The film 'Here' is another of Zemeckis’ technical conceits.

Karen Moltenbrey

Here is a film that is extremely ambitious. It is a time-travel odyssey spanning a wide swath of time shown through visual cues including dinosaurs, early Native Americans, Colonists, imagery from the 19th and 20th centuries, and more. The main “character” in the film is not a person, but a place, with a focus on multiple generations of a certain family occupying that space. Telling this story is Director Robert Zemeckis, who again turns to complex digital techniques—in particular, aging/de-aging—to bring the story to life on screen.  

For decades, Director Robert Zemeckis has been turning filmmaking on its head by applying state-of-the-art technologies to create innovative productions. This includes the use of performance capture to bring CG characters to life in The Polar Express (2004), Monster House (2006), Beowulf (2007), A Christmas Carol(2009), and Welcome to Marwen (2018). In a joint venture with Walt Disney Studios in 2007, Zemeckis opened ImageMovers Digital, which was committed to using performance capture. It was here that Zemeckis would produce and direct 3D animated films using the technology.

Here
Tom Hanks is de-aged for the film Here using AI tools from Metaphysic. The movie is shot from the same stationary position, with time being the only thing that changes. (Source: © 2024 CTMG, Inc.)
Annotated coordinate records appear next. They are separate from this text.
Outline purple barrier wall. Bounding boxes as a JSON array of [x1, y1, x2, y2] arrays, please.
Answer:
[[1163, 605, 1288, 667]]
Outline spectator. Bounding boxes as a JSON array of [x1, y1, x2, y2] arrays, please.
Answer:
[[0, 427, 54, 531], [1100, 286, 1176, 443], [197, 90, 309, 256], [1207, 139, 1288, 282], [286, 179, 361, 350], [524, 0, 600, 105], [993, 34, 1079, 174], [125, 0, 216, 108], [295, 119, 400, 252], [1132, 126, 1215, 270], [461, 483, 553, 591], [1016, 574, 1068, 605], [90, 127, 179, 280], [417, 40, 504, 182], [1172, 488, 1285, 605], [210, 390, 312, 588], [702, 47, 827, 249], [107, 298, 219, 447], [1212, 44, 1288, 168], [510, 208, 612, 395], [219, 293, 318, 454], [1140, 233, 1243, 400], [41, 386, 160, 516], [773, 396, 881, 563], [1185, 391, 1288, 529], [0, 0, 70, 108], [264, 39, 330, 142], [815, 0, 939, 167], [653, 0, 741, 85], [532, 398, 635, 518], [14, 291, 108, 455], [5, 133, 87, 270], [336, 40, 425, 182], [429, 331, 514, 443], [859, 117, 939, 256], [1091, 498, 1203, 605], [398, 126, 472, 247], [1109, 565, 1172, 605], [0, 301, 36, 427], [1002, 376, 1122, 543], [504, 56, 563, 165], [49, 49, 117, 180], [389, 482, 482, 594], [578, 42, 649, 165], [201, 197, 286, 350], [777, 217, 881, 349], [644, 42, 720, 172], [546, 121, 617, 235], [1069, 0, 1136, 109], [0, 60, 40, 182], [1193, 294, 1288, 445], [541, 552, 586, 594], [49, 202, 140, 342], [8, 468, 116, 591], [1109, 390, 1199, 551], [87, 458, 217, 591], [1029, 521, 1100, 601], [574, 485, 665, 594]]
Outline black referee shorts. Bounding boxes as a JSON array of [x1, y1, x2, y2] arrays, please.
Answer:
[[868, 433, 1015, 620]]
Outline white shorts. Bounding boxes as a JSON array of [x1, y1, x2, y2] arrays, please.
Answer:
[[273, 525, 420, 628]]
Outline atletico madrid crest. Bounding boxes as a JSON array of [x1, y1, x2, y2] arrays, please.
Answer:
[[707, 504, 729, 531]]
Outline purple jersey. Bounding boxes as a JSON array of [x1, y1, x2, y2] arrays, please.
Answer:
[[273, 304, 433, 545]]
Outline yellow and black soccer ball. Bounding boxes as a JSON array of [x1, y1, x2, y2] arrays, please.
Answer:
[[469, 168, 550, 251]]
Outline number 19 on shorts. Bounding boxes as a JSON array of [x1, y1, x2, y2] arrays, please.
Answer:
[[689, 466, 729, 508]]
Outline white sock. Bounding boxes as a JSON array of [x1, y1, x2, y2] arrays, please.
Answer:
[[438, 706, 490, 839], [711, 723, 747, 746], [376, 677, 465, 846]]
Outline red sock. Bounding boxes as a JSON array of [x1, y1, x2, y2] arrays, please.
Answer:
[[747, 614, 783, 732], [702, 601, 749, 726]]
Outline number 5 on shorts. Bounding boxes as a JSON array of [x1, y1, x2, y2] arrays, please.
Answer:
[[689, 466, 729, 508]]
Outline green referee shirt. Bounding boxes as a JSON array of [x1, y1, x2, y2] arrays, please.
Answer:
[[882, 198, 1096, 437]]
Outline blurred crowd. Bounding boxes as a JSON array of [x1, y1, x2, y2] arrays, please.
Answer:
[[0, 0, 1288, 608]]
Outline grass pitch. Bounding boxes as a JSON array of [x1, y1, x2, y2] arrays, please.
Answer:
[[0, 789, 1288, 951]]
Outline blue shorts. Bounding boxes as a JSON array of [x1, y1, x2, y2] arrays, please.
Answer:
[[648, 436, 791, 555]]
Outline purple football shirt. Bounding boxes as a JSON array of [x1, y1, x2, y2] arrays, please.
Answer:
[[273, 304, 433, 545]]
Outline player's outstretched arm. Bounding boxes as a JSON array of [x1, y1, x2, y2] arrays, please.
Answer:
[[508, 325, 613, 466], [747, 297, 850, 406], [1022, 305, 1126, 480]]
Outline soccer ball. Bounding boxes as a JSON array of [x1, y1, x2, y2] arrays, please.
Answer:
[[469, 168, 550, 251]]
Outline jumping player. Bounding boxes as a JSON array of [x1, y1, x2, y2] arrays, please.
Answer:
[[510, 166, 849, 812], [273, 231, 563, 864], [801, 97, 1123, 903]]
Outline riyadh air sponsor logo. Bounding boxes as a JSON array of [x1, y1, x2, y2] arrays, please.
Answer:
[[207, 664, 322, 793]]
While the studio’s projects were recognized for their technical achievements, not all received rave reviews—a disappointment considering their production costs. And so, in 2011, the studio closed, with its last release being Mars Needs Moms, a big box-office disappointment. However, the production company ImageMovers (minus the Digital) would continue on.

Also known for many VFX-infused live-action hits like Back to the Future, Forrest Gump,  and Who Framed Roger Rabbit, Zemeckis continued his push to bring something new to filmmaking. His most recent endeavor is the film Here, released in November 2024. The live-action feature, co-written with Eric Roth (Forrest Gump, Dune, Killers of the Flower Moon, The Curious Case of Benjamin Button), once again broke the typical filmmaking mold. 

Here is told in what can be described as a disjointed narrative, with the plot lines and events unfolding in a non-parallel, non-linear way—no easy task when it comes to films. The story evolves around “place,” as opposed to a particular character.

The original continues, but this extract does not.